Procedure. To create a job:
  1. In the left navigation bar, click Job Management.


    The Job Management page appears.

  2. Click Create a Job.

    The Create a Job page displays the Details step.

  3. Enter a unique name for the job and a description so that you can remember what the job does and then click Next.

    The Job Settings step appears.

  4. From the Job Type list, select PySpark (the default option) or Python.

  5. If you select PySpark, select a Dataproc cluster size from the Cluster list depending on how resource-intensive your PySpark job is:

    • Small: n1-standard-4

    • Medium: n1-standard-8

    • Large: n1-standard-16

    Similarly, if you select Python, select a small, medium, or large server type.

    For more information, see Google Cloud's "N1 machine series."

  6. (Optional) If your job requires additional code files to run, click Add Code File and browse to the file that you want to run. The file must exist in your code repository bucket.

  7. (Optional) In the Arguments box, enter a comma-delimited list of Dataproc Spark job arguments to pass to the main class and to any additional Python files.

  8. (Optional) In the Additional File box, enter the name of an additional file needed to run your job. The file must exist in your code repository bucket. To specify even more files, click Add Additional Files.

  9. (Optional) If your job requires any non-standard Python packages to run, enter its <package_name>==<version_number> syntax in the Additional Packages box. For information, see "Supported Python Packages."

  10. Click Next. The Schedule step appears.

  11. From the Repeats Every list, select an interval at which you want to repeat the job.


    If you want to specify a custom schedule, you can enter a cron schedule expression to instruct the cron utility to run your PySpark job at a specified day, time, and recurring interval.

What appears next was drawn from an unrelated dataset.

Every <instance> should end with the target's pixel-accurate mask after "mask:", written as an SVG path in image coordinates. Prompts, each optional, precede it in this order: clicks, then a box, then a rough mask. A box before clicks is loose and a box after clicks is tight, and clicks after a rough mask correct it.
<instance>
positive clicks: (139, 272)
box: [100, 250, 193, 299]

For example, the cron format typically includes a string of space-delimited integers and special characters (e.g., , - * /) in the following order:

    • Minute (0−59)

    • Hour (0−23)

    • Day of the month (1−31)

    • Month of the year (1−12)

    • Day of the week (0−6 with 0=Sunday)

    For more information, see Google Cloud's "Configuring cron job schedules."

  12. As needed, enter the start run time and time zone options.


    Job Management currently only supports the default time zone of UTC +2 (Western Europe).

  13. Click Next, review your job information, and then click Create.

    You are returned to the Job Management page and your job displays the Processing status.

    If you want to disable your job at any time, you can click its Disable/Enable switch.